🚀 CogVLM
CogVLM 是一個強大的 開源視覺語言模型(VLM)。CogVLM-17B 擁有 100 億視覺參數和 70 億語言參數。CogVLM-17B 在 10 個經典跨模態基準測試中取得了最先進的性能,包括 NoCaps、Flicker30k 圖像描述、RefCOCO、RefCOCO+、RefCOCOg、Visual7W、GQA、ScienceQA、VizWiz VQA 和 TDIUC,在 VQAv2、OKVQA、TextVQA、COCO 圖像描述等任務中排名第二,超越或媲美 PaLI-X 55B。
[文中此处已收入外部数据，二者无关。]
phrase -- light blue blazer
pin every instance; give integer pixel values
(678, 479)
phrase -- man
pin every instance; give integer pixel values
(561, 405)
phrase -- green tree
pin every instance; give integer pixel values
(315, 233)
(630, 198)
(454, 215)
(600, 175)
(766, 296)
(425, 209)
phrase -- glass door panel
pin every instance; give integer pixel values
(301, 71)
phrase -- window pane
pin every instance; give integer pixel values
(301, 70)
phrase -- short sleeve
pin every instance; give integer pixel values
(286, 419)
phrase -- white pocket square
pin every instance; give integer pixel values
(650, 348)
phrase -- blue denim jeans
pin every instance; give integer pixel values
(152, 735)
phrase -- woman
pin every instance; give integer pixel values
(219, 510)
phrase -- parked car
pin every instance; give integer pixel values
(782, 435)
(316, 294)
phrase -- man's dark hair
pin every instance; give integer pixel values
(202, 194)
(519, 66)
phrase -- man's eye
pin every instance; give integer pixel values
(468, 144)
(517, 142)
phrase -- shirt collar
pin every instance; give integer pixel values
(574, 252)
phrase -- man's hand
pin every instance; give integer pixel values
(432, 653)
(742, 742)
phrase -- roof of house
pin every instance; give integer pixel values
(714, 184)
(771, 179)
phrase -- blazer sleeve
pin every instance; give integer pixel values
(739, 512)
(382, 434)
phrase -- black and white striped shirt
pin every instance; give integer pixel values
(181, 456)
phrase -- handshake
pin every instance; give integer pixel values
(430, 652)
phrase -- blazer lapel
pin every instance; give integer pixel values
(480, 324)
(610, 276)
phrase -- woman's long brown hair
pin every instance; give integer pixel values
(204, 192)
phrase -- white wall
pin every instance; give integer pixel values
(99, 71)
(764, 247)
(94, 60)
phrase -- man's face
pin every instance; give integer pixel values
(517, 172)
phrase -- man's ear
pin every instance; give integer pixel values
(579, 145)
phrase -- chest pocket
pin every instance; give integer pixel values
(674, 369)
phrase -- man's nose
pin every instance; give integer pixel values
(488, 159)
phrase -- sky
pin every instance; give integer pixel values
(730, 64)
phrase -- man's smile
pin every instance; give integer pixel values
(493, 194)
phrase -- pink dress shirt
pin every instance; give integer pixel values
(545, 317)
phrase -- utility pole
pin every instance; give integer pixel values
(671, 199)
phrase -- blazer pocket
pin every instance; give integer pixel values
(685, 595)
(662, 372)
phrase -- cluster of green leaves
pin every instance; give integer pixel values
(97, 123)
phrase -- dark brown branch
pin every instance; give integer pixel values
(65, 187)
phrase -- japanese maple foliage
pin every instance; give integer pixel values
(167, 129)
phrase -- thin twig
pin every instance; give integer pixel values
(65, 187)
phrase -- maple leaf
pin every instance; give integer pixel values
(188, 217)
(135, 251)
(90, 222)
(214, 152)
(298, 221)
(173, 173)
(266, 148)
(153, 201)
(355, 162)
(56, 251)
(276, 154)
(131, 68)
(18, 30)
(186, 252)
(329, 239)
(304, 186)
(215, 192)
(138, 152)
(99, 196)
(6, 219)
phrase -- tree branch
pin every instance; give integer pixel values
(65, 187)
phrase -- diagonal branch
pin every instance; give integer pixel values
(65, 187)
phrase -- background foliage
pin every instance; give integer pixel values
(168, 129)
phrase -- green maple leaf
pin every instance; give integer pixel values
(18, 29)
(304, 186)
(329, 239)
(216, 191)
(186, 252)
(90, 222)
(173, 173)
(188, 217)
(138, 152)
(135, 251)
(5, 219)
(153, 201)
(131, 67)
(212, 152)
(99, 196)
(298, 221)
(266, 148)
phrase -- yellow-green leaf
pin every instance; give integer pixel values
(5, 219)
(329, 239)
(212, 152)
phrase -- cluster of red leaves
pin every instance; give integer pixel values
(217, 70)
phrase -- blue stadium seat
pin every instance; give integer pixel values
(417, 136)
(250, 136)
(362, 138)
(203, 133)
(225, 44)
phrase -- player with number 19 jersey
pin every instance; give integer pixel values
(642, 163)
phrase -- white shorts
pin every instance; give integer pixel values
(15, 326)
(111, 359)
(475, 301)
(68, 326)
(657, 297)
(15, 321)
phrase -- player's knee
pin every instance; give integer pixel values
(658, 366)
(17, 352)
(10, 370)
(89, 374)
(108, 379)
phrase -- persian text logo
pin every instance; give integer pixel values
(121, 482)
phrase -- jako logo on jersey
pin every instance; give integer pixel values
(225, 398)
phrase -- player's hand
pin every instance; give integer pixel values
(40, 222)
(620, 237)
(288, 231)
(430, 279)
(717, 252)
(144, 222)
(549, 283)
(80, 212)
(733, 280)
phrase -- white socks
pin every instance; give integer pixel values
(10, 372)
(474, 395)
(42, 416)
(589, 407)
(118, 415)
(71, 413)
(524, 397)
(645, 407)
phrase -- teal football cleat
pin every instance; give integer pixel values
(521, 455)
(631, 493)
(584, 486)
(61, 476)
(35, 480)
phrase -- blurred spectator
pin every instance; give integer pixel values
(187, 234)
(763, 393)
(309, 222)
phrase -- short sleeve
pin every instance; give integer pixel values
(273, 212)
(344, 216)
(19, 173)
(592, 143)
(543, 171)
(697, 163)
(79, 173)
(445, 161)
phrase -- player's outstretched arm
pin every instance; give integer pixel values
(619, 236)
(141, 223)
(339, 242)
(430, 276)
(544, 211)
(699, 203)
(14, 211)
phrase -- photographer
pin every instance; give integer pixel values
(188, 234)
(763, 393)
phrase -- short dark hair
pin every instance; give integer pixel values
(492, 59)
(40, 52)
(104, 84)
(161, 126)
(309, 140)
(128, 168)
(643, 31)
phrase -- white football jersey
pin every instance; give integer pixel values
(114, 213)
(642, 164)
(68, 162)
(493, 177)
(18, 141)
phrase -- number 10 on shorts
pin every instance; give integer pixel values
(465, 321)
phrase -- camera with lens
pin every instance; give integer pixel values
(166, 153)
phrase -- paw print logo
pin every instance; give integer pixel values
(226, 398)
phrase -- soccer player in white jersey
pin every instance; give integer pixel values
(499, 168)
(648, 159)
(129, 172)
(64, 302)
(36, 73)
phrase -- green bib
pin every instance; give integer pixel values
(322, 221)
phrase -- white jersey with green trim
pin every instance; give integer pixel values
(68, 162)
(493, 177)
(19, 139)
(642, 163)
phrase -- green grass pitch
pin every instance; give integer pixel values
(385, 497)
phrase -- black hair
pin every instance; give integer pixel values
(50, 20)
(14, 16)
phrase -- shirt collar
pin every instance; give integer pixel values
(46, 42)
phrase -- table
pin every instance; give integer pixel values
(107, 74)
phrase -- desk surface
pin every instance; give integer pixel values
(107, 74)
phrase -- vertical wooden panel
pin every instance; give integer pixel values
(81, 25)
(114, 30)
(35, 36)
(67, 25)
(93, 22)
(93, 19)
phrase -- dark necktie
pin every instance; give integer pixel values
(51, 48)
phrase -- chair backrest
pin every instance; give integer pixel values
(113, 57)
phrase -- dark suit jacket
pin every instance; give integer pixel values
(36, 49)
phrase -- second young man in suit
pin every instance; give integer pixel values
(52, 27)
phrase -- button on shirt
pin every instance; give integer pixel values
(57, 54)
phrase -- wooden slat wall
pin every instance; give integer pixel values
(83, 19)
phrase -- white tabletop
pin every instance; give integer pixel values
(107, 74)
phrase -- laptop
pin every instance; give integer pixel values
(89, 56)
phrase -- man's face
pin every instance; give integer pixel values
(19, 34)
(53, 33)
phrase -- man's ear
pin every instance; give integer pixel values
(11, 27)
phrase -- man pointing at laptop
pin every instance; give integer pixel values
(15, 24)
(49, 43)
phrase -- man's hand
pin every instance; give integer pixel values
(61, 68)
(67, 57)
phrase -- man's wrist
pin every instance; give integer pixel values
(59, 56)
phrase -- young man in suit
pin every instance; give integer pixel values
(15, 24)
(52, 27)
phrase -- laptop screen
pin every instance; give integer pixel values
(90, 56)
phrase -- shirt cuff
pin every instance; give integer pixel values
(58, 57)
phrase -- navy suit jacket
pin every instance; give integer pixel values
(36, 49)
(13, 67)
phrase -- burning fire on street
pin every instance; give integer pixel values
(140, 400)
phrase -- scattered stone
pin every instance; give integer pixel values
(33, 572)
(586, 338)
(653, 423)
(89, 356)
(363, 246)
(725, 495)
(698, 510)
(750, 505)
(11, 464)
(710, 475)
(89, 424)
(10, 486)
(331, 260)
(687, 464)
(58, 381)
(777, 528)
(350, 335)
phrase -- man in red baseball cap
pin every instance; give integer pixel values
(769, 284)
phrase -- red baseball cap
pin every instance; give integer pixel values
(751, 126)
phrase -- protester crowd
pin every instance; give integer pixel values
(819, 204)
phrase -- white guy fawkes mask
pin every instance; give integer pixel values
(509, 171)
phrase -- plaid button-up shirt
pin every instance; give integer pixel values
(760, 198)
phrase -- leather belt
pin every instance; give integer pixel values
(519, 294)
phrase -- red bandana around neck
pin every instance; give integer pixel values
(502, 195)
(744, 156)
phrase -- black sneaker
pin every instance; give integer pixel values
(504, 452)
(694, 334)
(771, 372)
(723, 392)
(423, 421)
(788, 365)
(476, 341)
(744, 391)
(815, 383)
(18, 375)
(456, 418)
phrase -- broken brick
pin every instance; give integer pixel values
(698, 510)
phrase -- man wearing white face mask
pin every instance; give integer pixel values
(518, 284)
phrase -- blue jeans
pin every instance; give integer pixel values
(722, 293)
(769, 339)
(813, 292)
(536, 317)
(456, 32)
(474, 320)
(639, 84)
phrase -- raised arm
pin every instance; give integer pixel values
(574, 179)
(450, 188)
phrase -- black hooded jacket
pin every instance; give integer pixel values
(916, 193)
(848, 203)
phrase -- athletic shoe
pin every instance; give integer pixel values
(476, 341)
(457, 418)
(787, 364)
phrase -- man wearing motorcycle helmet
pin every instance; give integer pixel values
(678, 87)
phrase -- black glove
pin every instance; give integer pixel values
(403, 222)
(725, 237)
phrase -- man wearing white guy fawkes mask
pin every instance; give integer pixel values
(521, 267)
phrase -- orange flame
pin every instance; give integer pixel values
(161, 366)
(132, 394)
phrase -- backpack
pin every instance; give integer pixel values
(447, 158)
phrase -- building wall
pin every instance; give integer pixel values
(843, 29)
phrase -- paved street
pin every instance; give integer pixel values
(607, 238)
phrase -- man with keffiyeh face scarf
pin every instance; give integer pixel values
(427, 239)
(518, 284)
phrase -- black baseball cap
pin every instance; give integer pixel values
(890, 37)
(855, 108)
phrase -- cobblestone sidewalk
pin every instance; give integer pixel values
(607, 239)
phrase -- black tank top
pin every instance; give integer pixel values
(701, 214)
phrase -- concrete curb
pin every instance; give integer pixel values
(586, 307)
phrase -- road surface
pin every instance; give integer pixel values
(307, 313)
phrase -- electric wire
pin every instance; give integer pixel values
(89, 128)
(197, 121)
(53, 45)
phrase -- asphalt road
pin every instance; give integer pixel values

本項目是使用 bitsandbytes 進行 4 位精度量化的 CogVLM 定位通用模型。
🚀 快速開始
環境安裝
pip install torch==2.2.0 torchvision torchaudio --index-url https://download.pytorch.org/whl/cu121 transformers==4.38.1 accelerate==0.27.2 sentencepiece==0.1.99 einops==0.7.0 xformers==0.0.24 protobuf==3.20.3 triton==2.1.0 bitsandbytes==0.43.0.dev0
在 Windows 系統上使用 triton 和 bitsandbytes,請使用以下文件進行安裝:
pip install bitsandbytes-0.43.0.dev0-cp310-cp310-win_amd64.whl
pip install triton-2.1.0-cp310-cp310-win_amd64.whl
代碼示例
import torch
from PIL import Image
from transformers import AutoModelForCausalLM, LlamaTokenizer
model_path = "'local/model/folder/path/here' or 'Rodeszones/CogVLM-grounding-generalist-hf-quant4'"
tokenizer = LlamaTokenizer.from_pretrained('lmsys/vicuna-7b-v1.5')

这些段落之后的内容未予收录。